The more experiences we have in life; college, relationships, marriage, jobs, the more our circle of friends grow and change. You put in a lot of effort in your friendships despite life changes, because your friendships are important to you. As time goes on you are going to have friends who do not continue to put in as much effort as you do. Their lives become first priority and there is not a lot of time for you anymore.
We get it, as people grow there are more responsibilities and more people to be accountable to. But, if you are still giving 100 and your girl is only giving 50, she does not value your friendship as highly as you do. People prioritize the things in life that are important to them.
2. Conditional love and support.
Your friends should be the ones you can always count on no matter what life brings your way. When you go through a breakup, have a fight with a family member, or lose your job, your true friends will be first ones by your side. True friends don’t just show up when it is convenient for them, they provide a shoulder to cry on and comfort you during the bad times and they pop champagne bottles and celebrate with you during the good.
The biggest sign that it is time to let go of a friendship is when you go through something traumatic and your friend is not there to be your person. Good friends do not let other friends hurt alone.
3. Excuses, excuses, excuses.
Too often we make excuses for other’s behavior because we care about that person. We are all adults, and there is no room for excuses in friendship. If your friend always has something come up, has to change plans last minute, or cannot be there for something that is important to you, it is time to stop making excuses for her excuses. When you accept excuses you are allowing yourself to be put on the back burner.

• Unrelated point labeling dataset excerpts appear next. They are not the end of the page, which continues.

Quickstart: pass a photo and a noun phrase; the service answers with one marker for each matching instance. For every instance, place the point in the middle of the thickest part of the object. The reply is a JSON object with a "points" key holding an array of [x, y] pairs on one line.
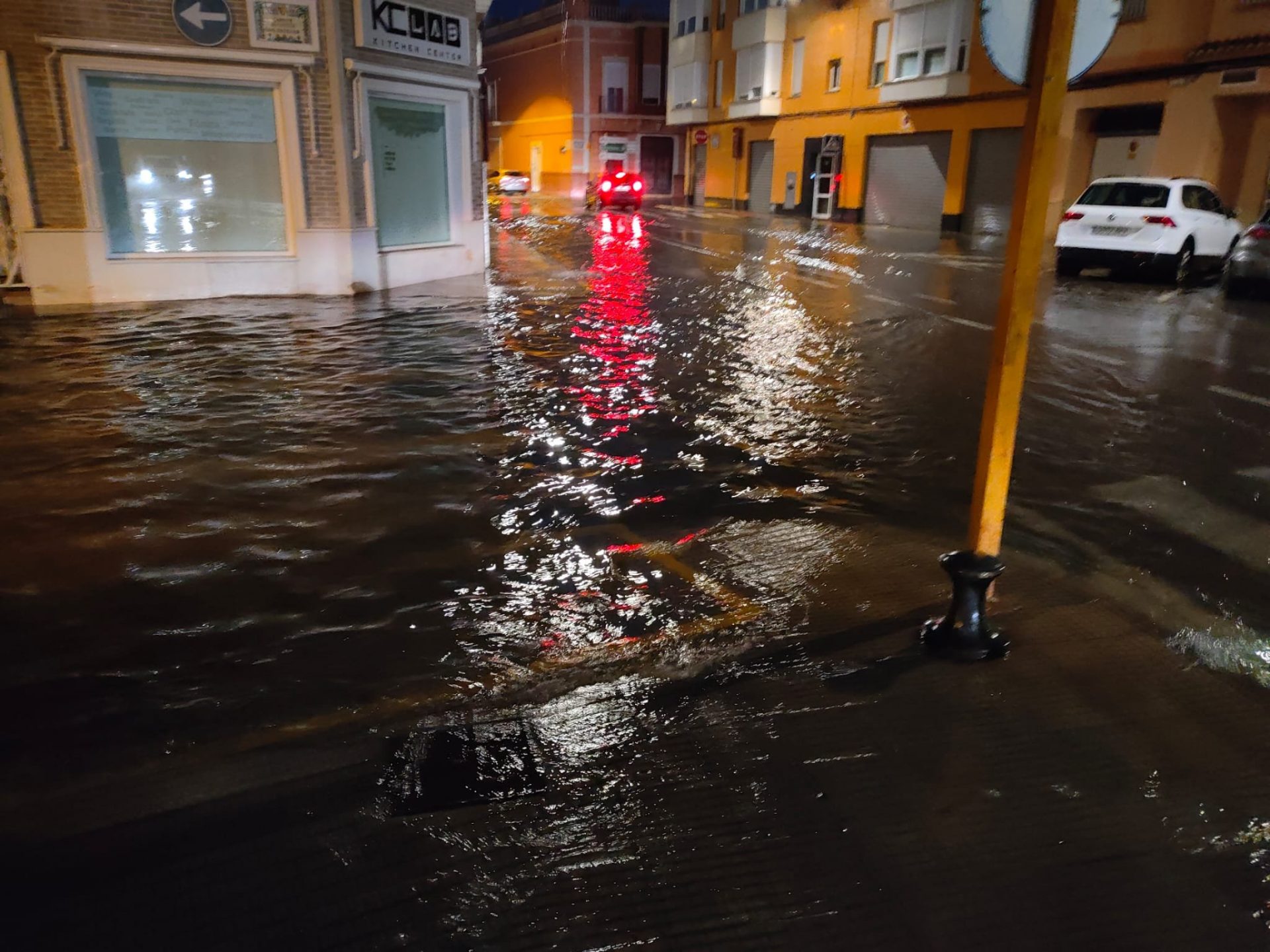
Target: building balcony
{"points": [[752, 108], [693, 48], [687, 116], [944, 87], [766, 26]]}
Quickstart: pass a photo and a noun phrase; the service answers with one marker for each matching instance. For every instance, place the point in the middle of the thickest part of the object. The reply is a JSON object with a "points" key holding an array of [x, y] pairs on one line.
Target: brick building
{"points": [[575, 88], [159, 150]]}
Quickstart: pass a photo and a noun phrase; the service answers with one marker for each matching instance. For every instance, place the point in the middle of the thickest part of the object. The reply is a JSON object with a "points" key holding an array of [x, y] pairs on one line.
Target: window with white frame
{"points": [[759, 71], [882, 50], [691, 17], [616, 78], [835, 83], [921, 41], [689, 85], [651, 84], [186, 165], [796, 67]]}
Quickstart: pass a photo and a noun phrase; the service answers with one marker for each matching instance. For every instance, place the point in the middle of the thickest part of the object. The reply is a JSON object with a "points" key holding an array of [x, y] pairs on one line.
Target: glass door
{"points": [[826, 186]]}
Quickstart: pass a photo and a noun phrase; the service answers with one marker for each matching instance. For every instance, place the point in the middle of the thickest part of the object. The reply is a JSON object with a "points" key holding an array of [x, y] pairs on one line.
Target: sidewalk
{"points": [[840, 791]]}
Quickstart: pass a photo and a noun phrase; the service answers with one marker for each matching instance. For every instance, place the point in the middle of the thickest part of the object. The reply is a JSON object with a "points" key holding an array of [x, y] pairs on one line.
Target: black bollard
{"points": [[964, 634]]}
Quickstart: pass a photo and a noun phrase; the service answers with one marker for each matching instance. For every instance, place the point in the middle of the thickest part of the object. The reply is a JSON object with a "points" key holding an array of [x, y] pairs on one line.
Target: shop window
{"points": [[187, 167], [412, 177], [835, 75]]}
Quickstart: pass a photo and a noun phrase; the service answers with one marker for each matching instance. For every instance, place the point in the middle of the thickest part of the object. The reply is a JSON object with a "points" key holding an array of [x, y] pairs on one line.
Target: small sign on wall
{"points": [[285, 26]]}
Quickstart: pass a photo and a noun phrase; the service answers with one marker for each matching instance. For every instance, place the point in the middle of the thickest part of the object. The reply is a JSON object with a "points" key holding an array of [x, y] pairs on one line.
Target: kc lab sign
{"points": [[411, 30]]}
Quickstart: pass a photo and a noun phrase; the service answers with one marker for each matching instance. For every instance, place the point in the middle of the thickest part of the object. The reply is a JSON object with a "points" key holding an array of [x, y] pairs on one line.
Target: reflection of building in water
{"points": [[321, 164]]}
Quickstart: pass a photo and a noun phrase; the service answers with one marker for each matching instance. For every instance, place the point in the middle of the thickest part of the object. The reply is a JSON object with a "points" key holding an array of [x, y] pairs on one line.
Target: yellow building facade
{"points": [[890, 111]]}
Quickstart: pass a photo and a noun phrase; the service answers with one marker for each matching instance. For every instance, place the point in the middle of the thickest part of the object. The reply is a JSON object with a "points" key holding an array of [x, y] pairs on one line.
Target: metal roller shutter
{"points": [[906, 179], [990, 188], [761, 177]]}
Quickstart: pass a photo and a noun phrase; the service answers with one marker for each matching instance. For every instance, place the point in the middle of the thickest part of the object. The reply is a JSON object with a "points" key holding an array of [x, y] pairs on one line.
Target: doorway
{"points": [[826, 187], [657, 164], [535, 167]]}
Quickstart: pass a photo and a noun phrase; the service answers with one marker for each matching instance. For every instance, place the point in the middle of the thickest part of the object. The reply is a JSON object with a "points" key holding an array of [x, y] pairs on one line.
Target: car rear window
{"points": [[1126, 194]]}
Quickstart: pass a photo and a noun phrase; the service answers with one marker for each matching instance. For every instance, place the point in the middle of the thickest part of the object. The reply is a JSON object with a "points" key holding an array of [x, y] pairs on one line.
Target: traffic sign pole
{"points": [[964, 634]]}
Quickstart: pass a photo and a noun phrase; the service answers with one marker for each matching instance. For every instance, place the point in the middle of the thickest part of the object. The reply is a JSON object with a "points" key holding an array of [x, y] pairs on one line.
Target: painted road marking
{"points": [[1087, 354], [937, 300], [1191, 513], [1240, 395]]}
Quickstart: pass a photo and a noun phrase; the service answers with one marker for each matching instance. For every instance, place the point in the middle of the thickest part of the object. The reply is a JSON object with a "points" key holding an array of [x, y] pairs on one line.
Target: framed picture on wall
{"points": [[285, 26]]}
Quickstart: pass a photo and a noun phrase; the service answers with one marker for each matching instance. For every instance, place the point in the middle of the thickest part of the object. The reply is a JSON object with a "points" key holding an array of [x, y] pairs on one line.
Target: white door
{"points": [[826, 186], [535, 167]]}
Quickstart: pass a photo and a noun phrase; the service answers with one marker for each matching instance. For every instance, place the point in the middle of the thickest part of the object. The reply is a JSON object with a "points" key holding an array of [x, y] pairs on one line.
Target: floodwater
{"points": [[228, 514]]}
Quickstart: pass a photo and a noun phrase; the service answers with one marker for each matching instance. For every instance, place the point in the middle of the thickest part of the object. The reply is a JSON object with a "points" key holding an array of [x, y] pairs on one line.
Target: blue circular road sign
{"points": [[204, 22]]}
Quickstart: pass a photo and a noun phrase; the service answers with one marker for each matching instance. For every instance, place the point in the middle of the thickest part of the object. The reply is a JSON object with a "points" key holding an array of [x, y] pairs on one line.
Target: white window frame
{"points": [[880, 52], [286, 118], [949, 44], [798, 52], [458, 151]]}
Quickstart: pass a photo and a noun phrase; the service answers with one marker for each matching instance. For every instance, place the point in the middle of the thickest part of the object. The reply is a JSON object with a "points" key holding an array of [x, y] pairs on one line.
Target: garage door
{"points": [[990, 187], [761, 177], [906, 178]]}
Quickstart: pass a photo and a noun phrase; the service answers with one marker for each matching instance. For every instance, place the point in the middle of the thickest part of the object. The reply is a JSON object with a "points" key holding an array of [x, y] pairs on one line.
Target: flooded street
{"points": [[577, 608], [232, 514]]}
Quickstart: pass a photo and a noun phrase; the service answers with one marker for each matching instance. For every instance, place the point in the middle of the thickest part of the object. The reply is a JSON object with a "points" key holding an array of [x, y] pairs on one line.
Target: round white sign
{"points": [[1005, 27]]}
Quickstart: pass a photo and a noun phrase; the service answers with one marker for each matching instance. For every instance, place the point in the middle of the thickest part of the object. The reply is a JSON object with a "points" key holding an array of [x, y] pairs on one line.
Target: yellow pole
{"points": [[1047, 83]]}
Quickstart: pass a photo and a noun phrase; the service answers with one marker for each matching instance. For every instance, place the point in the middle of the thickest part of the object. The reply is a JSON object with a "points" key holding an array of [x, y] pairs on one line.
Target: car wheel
{"points": [[1184, 266]]}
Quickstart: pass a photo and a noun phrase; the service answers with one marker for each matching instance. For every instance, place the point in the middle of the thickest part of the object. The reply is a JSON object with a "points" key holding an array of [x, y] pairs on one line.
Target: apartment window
{"points": [[882, 50], [796, 67], [187, 167], [1133, 11], [921, 41], [651, 87], [616, 77]]}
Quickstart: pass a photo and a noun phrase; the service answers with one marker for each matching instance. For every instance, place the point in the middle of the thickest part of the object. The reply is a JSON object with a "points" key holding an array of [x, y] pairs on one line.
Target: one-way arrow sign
{"points": [[204, 22]]}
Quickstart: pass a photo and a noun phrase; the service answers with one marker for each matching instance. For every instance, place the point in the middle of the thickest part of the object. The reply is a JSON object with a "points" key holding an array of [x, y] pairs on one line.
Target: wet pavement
{"points": [[663, 481]]}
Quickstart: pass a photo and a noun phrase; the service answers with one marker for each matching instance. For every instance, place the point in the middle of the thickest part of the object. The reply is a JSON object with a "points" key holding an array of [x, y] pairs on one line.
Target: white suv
{"points": [[1174, 225]]}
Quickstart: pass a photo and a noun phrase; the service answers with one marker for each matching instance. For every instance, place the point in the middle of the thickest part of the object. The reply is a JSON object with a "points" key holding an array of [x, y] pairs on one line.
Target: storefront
{"points": [[251, 168]]}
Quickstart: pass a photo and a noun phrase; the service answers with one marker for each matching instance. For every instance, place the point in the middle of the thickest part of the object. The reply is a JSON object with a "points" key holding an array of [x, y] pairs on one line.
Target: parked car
{"points": [[513, 183], [1176, 226], [620, 190], [1249, 266]]}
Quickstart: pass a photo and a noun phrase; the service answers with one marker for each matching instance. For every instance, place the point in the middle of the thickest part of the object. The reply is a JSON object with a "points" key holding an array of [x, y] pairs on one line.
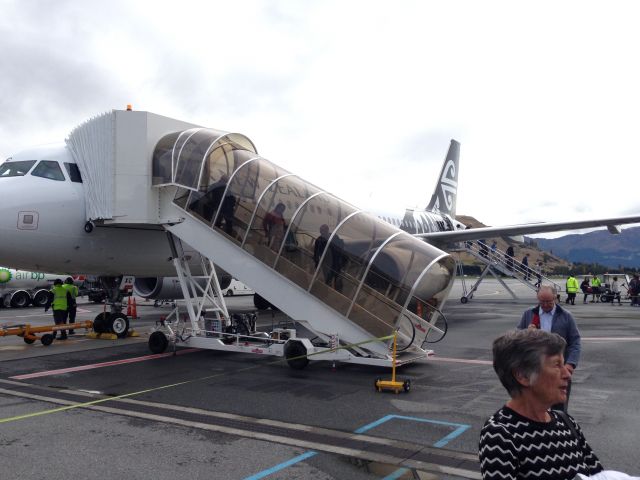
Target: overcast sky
{"points": [[359, 97]]}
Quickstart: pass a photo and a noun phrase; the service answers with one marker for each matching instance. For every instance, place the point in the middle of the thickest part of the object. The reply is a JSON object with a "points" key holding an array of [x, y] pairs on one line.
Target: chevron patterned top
{"points": [[515, 447]]}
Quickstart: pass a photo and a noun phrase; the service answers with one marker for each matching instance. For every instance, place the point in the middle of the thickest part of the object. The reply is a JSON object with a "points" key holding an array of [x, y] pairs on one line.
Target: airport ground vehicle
{"points": [[605, 294]]}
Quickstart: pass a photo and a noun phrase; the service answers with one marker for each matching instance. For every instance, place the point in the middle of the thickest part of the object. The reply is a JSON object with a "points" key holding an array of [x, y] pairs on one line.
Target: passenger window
{"points": [[73, 171], [16, 169], [48, 169]]}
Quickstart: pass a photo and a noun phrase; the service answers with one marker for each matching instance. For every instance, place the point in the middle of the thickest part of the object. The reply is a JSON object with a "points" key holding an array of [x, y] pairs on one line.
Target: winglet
{"points": [[443, 199]]}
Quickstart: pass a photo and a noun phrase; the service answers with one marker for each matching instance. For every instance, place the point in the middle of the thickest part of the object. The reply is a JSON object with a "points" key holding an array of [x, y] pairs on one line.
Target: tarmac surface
{"points": [[96, 409]]}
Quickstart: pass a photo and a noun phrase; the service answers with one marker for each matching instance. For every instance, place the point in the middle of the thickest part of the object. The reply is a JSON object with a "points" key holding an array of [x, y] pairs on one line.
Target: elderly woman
{"points": [[525, 439]]}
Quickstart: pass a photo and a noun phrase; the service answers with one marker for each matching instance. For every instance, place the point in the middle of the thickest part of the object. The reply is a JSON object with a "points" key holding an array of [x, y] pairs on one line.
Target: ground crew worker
{"points": [[572, 289], [58, 301], [73, 293], [595, 288]]}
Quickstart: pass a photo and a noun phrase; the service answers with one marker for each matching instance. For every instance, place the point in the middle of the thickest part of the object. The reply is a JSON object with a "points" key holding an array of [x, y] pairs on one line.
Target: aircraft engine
{"points": [[168, 288]]}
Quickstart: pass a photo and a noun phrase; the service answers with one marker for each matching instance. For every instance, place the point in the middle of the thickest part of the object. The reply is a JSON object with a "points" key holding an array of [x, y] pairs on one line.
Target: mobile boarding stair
{"points": [[498, 263], [366, 282]]}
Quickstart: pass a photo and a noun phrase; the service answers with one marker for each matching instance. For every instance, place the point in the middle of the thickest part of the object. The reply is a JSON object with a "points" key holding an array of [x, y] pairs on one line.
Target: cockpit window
{"points": [[16, 169], [73, 171], [48, 169]]}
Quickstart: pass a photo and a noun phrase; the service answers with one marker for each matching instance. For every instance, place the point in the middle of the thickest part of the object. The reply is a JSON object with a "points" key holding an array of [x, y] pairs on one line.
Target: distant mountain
{"points": [[536, 254], [597, 247]]}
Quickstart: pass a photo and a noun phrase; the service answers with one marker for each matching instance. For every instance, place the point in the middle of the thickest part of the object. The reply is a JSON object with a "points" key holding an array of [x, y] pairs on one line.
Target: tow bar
{"points": [[28, 333]]}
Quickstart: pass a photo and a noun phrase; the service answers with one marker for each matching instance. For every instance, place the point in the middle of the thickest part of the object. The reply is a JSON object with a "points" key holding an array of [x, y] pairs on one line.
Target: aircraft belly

There is no excuse for being a bad friend, a bad friend is simply not a friend. Invest your time in those who invest their time in you.
4. Gossip and negativity.
Girls love to gossip, it is almost as if gossiping is written right into our DNA. Assess your friendships, who speaks highly of you when you are not around and who participate in the gossip just to fit in? Any person who engages in negative conversations about you is not someone who should be eating from your table. Think about how you feel when you leave from spending time with your friend. Do you feel motivated, inspired, and lifted up? Or, do you feel dragged down and discouraged?
Your friends should leave you feeling like you can go after your dreams, live life for your happiness, and conquer the world with their unconditional support by your side.
An analogy we like to use for relationships, family, and friends, is “who gets a seat at your table?” If you have spent all day preparing your table with beautiful decorations, cooking your best dishes, and you bought a nice bottle of wine, there should only be enough seats for those who would do the same for you.
The rest can either sit at another table or go to someone else’s dinner party.